It's not clear whether the climate of anger would be favorable to a third-party bid being considered by former New York Mayor Michael Bloomberg, who told the Financial Times on the eve of the New Hampshire vote that he was “looking at all options.”

“I find the level of discourse and discussion distressingly banal and an outrage and an insult to the voters,” said Bloomberg, the founder and majority owner of Bloomberg News parent Bloomberg LP. He told the newspaper that the U.S. public deserved “a lot better” and that if he decided to go ahead with such a bid, he'd need to start in March to put his name on ballots across the nation.

Last week, a person familiar with his plans who was not authorized to speak on the record told Bloomberg News that Bloomberg's decision would depend in part on whether the more ideological candidates won the major parties' primaries. Marc La Vorgna, a spokesman for Michael Bloomberg, declined to comment on the Financial Times story and said there would be no comment on last night's New Hampshire vote, “regardless of outcome.”

The voter discontent is unusual in that it spans both parties, even on common issues. Some of the strongest support that Sanders and Trump received in Iowa came from voters who felt the economy was rigged in favor of the very wealthy and powerful, according to polling done for Bloomberg News and the Des Moines Register by Selzer & Company.

J. Ann Selzer, the Iowa-based pollster who oversaw the survey, said of Sanders and Trump: “You're looking at a socialist and a capitalist, and that sort of speaks to the crossover appeal.”

David Redlawsk, director of Eagleton Center for Public Interest Polling at Rutgers University, said it's too early to conclude from two primaries that strains of voter discontent would produce a favorable climate for a third-party bid. Strong emotions are common in the early stages of the primaries, he said.

“You have to let the primaries play out,” said Redlawsk, who is analyzing polling research in Iowa.

“Obviously people are unhappy with the status quo. And the bigger the unhappiness, the larger the opportunity for a third party,” said Peter Brown, assistant director of the Quinnipiac University Poll. “But I don't think there's good data on whether the country is ready to do that. We've never elected a non-Republican or a non-Democrat.”

Qualifying for third-party ballot access in all 50 states might be the least of the obstacles, said Richard Winger, editor of Ballot Access News, a San Francisco-based newsletter that advocates “fair and equitable ballot access laws.”

The first deadline for independent candidates to file petition signatures is May 9, in Texas. All other state deadlines are between June and September. Winger said then-U.S. Representative John Anderson, a Republican, didn't declare his 1980 independent candidacy for president until late April of that year and he managed to get his name on all 50 ballots. Independent Ross Perot appeared on 50 ballots in 1992, as did Ralph Nader in 2000.

“When someone has a lot of support, state election officials do not try to challenge them,” Winger said.
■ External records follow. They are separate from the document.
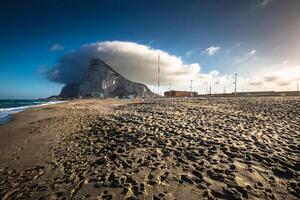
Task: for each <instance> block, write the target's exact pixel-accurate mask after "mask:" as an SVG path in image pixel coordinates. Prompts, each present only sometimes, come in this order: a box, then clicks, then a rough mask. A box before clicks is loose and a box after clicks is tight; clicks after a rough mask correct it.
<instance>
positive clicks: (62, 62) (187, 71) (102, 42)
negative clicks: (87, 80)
mask: <svg viewBox="0 0 300 200" xmlns="http://www.w3.org/2000/svg"><path fill="white" fill-rule="evenodd" d="M158 54H159V55H160V72H161V73H160V80H161V84H162V85H169V83H172V84H173V85H176V84H179V85H180V84H181V83H185V82H187V81H190V80H191V79H199V78H200V79H203V78H204V79H211V80H213V79H215V78H216V77H217V76H218V74H219V73H218V72H210V73H208V74H201V73H200V70H201V67H200V64H199V63H193V64H185V63H183V61H182V59H181V58H180V57H177V56H174V55H171V54H169V53H168V52H166V51H163V50H159V49H153V48H151V47H149V46H146V45H142V44H137V43H134V42H123V41H106V42H99V43H93V44H87V45H84V46H82V47H81V48H79V49H78V50H75V51H73V52H70V53H68V54H66V55H64V56H63V57H61V58H60V59H59V61H58V63H57V64H56V65H55V66H54V67H53V68H52V69H51V70H50V71H49V72H48V79H50V80H51V81H54V82H59V83H65V84H68V83H74V82H75V83H76V82H79V81H80V80H81V79H82V78H83V75H84V72H85V71H86V69H87V67H88V65H89V62H90V60H91V59H92V58H100V59H101V60H103V61H104V62H106V63H107V64H108V65H111V66H112V67H113V68H114V69H115V70H116V71H117V72H119V73H120V74H121V75H123V76H124V77H126V78H128V79H130V80H133V81H137V82H141V83H145V84H148V85H156V84H157V63H158Z"/></svg>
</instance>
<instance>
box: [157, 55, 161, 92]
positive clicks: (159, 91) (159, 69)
mask: <svg viewBox="0 0 300 200" xmlns="http://www.w3.org/2000/svg"><path fill="white" fill-rule="evenodd" d="M157 56H158V57H157V94H158V95H159V92H160V91H159V85H160V80H159V75H160V66H159V60H160V55H159V53H158V55H157Z"/></svg>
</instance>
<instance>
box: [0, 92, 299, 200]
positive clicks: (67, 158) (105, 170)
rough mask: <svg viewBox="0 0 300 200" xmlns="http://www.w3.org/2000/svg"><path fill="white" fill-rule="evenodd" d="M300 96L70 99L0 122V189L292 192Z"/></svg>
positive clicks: (45, 198) (183, 197)
mask: <svg viewBox="0 0 300 200" xmlns="http://www.w3.org/2000/svg"><path fill="white" fill-rule="evenodd" d="M299 124H300V98H283V97H277V98H224V99H221V98H218V99H217V98H216V99H193V100H191V99H188V100H184V99H182V100H178V99H177V100H175V99H164V100H147V101H144V102H142V101H138V100H134V101H133V100H127V101H124V100H103V101H101V100H78V101H72V102H67V103H64V104H59V105H51V106H46V107H42V108H34V109H29V110H27V111H24V112H22V113H19V114H17V115H16V117H15V120H14V121H13V122H10V123H8V124H5V125H2V126H0V137H1V141H0V145H1V146H0V197H1V198H2V199H18V198H19V199H39V198H41V199H126V198H127V199H154V200H156V199H299V198H300V126H299Z"/></svg>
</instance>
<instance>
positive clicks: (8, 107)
mask: <svg viewBox="0 0 300 200" xmlns="http://www.w3.org/2000/svg"><path fill="white" fill-rule="evenodd" d="M62 102H64V101H50V100H47V99H24V100H21V99H5V100H4V99H0V125H2V124H5V123H7V122H9V121H10V120H11V119H12V116H13V114H16V113H18V112H21V111H23V110H25V109H27V108H32V107H38V106H45V105H51V104H57V103H62Z"/></svg>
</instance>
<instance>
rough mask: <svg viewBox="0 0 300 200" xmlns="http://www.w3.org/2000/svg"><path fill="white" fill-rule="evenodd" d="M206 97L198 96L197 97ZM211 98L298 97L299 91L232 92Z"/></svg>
mask: <svg viewBox="0 0 300 200" xmlns="http://www.w3.org/2000/svg"><path fill="white" fill-rule="evenodd" d="M205 96H207V95H205V94H200V95H198V97H205ZM210 96H212V97H235V96H237V97H271V96H282V97H283V96H300V92H299V91H276V92H275V91H254V92H236V93H235V92H232V93H226V94H211V95H210Z"/></svg>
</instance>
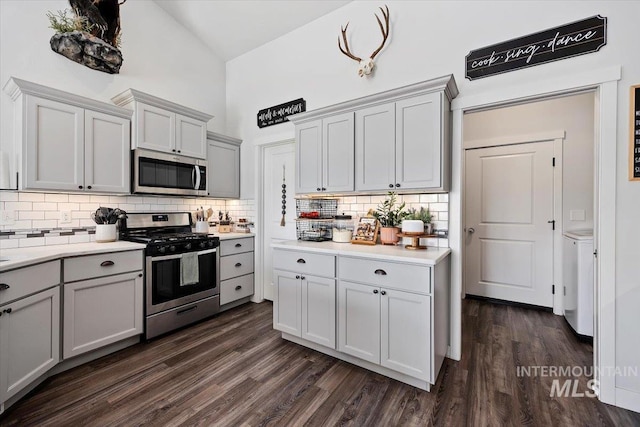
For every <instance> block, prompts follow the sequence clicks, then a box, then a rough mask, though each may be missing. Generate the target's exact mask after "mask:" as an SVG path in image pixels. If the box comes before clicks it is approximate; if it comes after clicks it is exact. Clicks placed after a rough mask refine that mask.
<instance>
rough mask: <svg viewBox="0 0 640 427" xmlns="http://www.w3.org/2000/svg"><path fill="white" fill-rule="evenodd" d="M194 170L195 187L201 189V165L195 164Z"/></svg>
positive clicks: (194, 185)
mask: <svg viewBox="0 0 640 427" xmlns="http://www.w3.org/2000/svg"><path fill="white" fill-rule="evenodd" d="M193 171H194V174H195V185H194V187H193V189H194V190H199V189H200V166H198V165H195V166H194V169H193Z"/></svg>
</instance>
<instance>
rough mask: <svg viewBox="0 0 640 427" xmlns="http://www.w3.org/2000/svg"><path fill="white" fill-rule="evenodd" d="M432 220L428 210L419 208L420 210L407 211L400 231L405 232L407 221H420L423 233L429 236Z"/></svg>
mask: <svg viewBox="0 0 640 427" xmlns="http://www.w3.org/2000/svg"><path fill="white" fill-rule="evenodd" d="M432 219H433V215H432V214H431V212H430V211H429V208H426V209H425V208H424V207H422V206H421V207H420V210H416V209H415V208H411V209H409V212H408V215H407V216H406V218H405V220H404V221H403V223H402V231H403V232H404V231H405V223H407V221H421V222H422V223H423V232H424V233H427V234H431V220H432Z"/></svg>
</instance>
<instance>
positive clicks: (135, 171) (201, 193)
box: [131, 148, 207, 196]
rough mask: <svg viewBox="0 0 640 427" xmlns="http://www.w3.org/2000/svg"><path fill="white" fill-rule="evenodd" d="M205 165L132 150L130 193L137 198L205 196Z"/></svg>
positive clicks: (196, 159)
mask: <svg viewBox="0 0 640 427" xmlns="http://www.w3.org/2000/svg"><path fill="white" fill-rule="evenodd" d="M206 165H207V162H206V161H205V160H201V159H194V158H192V157H186V156H179V155H175V154H166V153H160V152H156V151H151V150H144V149H140V148H138V149H135V150H133V173H132V174H131V175H132V177H133V183H132V186H131V187H132V192H133V193H137V194H172V195H179V196H206V195H207V166H206Z"/></svg>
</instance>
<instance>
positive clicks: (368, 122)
mask: <svg viewBox="0 0 640 427" xmlns="http://www.w3.org/2000/svg"><path fill="white" fill-rule="evenodd" d="M355 114H356V115H355V121H356V124H355V129H356V135H355V147H356V152H355V163H356V166H355V174H356V191H364V190H390V189H391V188H395V184H396V178H395V176H396V172H395V137H396V131H395V125H396V120H395V104H394V103H390V104H384V105H378V106H375V107H371V108H365V109H363V110H358V111H356V113H355Z"/></svg>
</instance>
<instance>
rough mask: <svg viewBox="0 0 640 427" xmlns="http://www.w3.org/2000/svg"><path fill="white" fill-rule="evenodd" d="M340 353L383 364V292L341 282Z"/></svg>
mask: <svg viewBox="0 0 640 427" xmlns="http://www.w3.org/2000/svg"><path fill="white" fill-rule="evenodd" d="M338 350H339V351H341V352H343V353H347V354H350V355H352V356H355V357H359V358H360V359H364V360H367V361H369V362H372V363H380V291H379V289H378V288H376V287H373V286H367V285H360V284H357V283H353V282H347V281H344V280H341V281H340V282H339V284H338Z"/></svg>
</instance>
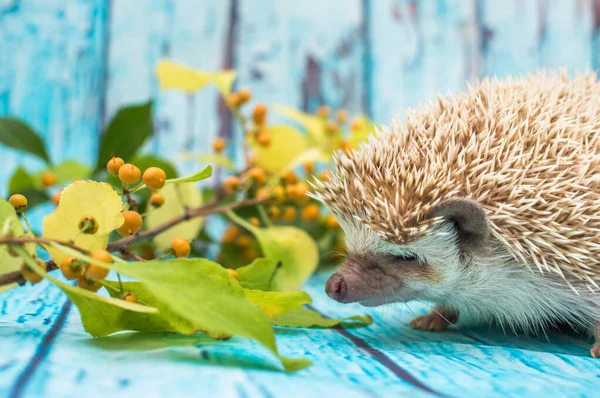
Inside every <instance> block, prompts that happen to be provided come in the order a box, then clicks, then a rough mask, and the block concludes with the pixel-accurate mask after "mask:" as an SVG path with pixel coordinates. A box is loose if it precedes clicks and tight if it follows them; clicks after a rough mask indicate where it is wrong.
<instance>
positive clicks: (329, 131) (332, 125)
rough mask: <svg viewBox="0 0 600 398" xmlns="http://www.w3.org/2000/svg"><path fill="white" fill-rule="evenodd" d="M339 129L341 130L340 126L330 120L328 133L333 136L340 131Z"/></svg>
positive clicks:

More problematic is American history, which shows that third-party campaigns produce more noise than electoral success. Perot, a billionaire like Bloomberg, won 19 percent of the presidential vote in 1992, the most since Theodore Roosevelt's 27 percent in his third-party bid in 1912.
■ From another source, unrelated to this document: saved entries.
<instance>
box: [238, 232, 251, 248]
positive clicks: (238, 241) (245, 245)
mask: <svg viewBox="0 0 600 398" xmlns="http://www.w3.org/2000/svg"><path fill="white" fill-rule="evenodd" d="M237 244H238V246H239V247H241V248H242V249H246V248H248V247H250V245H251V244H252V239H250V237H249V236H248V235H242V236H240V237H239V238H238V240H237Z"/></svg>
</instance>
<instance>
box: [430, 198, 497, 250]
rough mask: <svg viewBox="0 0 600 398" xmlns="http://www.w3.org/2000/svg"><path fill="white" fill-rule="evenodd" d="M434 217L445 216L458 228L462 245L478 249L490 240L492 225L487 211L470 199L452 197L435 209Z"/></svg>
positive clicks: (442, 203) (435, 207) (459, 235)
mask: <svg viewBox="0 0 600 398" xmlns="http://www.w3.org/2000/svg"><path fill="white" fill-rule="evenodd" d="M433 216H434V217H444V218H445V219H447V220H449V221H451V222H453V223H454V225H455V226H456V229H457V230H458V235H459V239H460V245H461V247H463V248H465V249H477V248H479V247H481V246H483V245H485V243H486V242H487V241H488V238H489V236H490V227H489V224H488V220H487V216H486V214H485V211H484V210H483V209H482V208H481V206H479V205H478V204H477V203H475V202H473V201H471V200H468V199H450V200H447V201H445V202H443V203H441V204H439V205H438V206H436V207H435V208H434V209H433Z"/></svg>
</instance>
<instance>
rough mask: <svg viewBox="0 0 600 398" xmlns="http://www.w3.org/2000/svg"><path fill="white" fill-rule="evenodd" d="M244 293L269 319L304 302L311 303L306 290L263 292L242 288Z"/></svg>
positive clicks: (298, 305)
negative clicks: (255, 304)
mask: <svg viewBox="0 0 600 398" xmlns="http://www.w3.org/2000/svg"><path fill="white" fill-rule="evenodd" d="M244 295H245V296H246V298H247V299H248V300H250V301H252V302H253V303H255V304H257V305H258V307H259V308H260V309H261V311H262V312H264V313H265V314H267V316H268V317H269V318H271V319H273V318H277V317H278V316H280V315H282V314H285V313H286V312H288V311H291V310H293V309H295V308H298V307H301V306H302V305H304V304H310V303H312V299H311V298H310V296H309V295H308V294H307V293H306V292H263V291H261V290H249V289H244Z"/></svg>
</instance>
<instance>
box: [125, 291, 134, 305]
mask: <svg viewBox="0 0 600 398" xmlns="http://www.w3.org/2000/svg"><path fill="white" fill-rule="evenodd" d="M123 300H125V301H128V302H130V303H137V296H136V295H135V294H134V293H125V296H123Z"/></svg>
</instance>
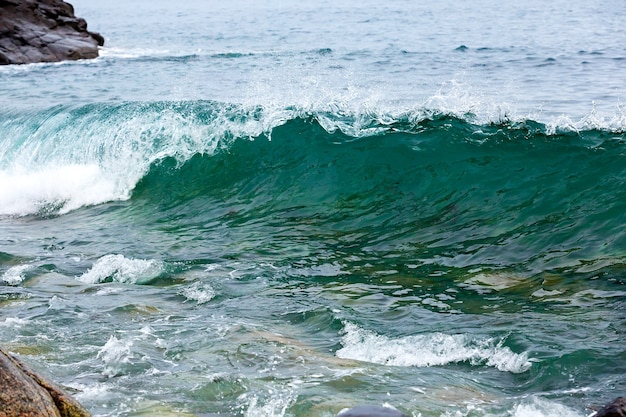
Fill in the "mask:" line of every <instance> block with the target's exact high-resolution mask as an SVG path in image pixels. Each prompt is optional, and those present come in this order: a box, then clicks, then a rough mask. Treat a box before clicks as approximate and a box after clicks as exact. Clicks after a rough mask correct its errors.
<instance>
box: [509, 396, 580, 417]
mask: <svg viewBox="0 0 626 417" xmlns="http://www.w3.org/2000/svg"><path fill="white" fill-rule="evenodd" d="M510 415H511V417H583V416H584V414H580V413H577V412H576V411H574V410H572V409H570V408H568V407H566V406H564V405H562V404H559V403H556V402H552V401H549V400H546V399H544V398H540V397H531V398H529V399H526V400H524V401H523V402H522V403H520V404H518V405H516V406H515V407H514V408H513V410H511V412H510Z"/></svg>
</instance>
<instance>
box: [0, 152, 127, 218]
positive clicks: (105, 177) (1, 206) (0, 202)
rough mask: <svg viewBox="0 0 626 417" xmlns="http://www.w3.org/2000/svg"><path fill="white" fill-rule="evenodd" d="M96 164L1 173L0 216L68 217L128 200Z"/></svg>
mask: <svg viewBox="0 0 626 417" xmlns="http://www.w3.org/2000/svg"><path fill="white" fill-rule="evenodd" d="M127 191H128V190H126V191H122V192H120V190H116V187H115V183H114V181H113V180H111V179H109V178H107V175H105V174H104V173H103V172H102V170H101V169H100V168H99V167H98V166H97V165H94V164H89V165H80V164H69V165H60V166H48V167H44V168H40V169H35V170H33V171H29V172H24V170H21V169H20V170H14V171H9V170H4V171H0V215H8V216H16V215H18V216H19V215H24V214H35V213H39V214H44V215H45V214H51V213H59V214H63V213H67V212H69V211H72V210H75V209H77V208H79V207H82V206H86V205H94V204H100V203H103V202H105V201H110V200H114V199H123V198H127V197H128V193H127Z"/></svg>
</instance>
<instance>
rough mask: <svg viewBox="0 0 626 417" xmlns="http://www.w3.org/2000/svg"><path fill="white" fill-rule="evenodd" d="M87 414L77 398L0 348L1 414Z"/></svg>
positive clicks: (0, 389)
mask: <svg viewBox="0 0 626 417" xmlns="http://www.w3.org/2000/svg"><path fill="white" fill-rule="evenodd" d="M15 416H20V417H90V414H89V412H88V411H87V410H85V409H84V408H83V407H82V406H81V405H80V404H79V403H78V402H77V401H76V400H74V399H73V398H72V397H70V396H69V395H68V394H66V393H64V392H63V391H62V390H61V389H60V388H59V387H57V386H55V385H54V384H53V383H51V382H50V381H47V380H46V379H45V378H43V377H41V376H40V375H37V374H36V373H35V372H33V371H32V370H30V369H28V367H27V366H26V365H24V364H23V363H22V362H20V361H19V360H18V359H17V358H15V357H14V356H11V355H8V354H6V353H4V352H3V351H2V350H0V417H15Z"/></svg>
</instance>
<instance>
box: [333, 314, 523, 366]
mask: <svg viewBox="0 0 626 417" xmlns="http://www.w3.org/2000/svg"><path fill="white" fill-rule="evenodd" d="M342 344H343V348H341V349H339V350H338V351H337V353H336V354H337V356H338V357H340V358H344V359H353V360H359V361H365V362H372V363H377V364H381V365H390V366H416V367H429V366H440V365H446V364H450V363H458V362H468V363H470V364H472V365H486V366H492V367H494V368H496V369H498V370H500V371H506V372H512V373H521V372H525V371H526V370H528V369H529V368H530V366H531V362H530V361H529V359H528V355H527V354H526V353H521V354H518V353H514V352H513V351H511V349H509V348H508V347H506V346H503V340H496V339H493V338H486V339H479V338H475V337H471V336H468V335H464V334H455V335H448V334H443V333H428V334H424V335H415V336H406V337H400V338H395V339H394V338H389V337H386V336H381V335H377V334H375V333H374V332H371V331H369V330H365V329H362V328H360V327H359V326H357V325H355V324H353V323H349V322H346V323H345V334H344V336H343V338H342Z"/></svg>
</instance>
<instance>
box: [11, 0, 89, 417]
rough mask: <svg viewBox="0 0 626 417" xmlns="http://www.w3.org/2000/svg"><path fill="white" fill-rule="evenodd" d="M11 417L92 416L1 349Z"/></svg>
mask: <svg viewBox="0 0 626 417" xmlns="http://www.w3.org/2000/svg"><path fill="white" fill-rule="evenodd" d="M5 1H7V0H5ZM12 416H24V417H48V416H50V417H53V416H54V417H90V414H89V412H87V410H85V409H84V408H83V407H82V406H81V405H80V404H79V403H78V402H77V401H76V400H74V399H73V398H72V397H70V396H69V395H68V394H66V393H64V392H63V391H62V390H61V389H60V388H59V387H57V386H55V385H54V384H53V383H51V382H50V381H47V380H46V379H44V378H43V377H41V376H40V375H37V374H36V373H35V372H33V371H32V370H30V369H29V368H28V367H27V366H26V365H24V364H23V363H22V362H20V361H19V360H18V359H17V358H15V357H14V356H11V355H8V354H6V353H4V352H3V351H2V350H0V417H12Z"/></svg>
But Perot won no states, no electoral votes and was criticized by Republicans who said he drained votes away from President George H. W. Bush, tipping the election to Democrat Bill Clinton. Many Democrats blamed Nader for Al Gore's narrow loss to George W. Bush in 2000.

The last independent candidate to win electoral votes was Alabama Governor George Wallace in 1968, gathering 46 from the five southern states he carried.

“America is hard-wired for a two-party system, and all independent candidacies can do is trigger unintended consequences,” Yepsen said, speaking of Bloomberg's looming decision. “Given that track record, what does he want the unintended consequences to be?”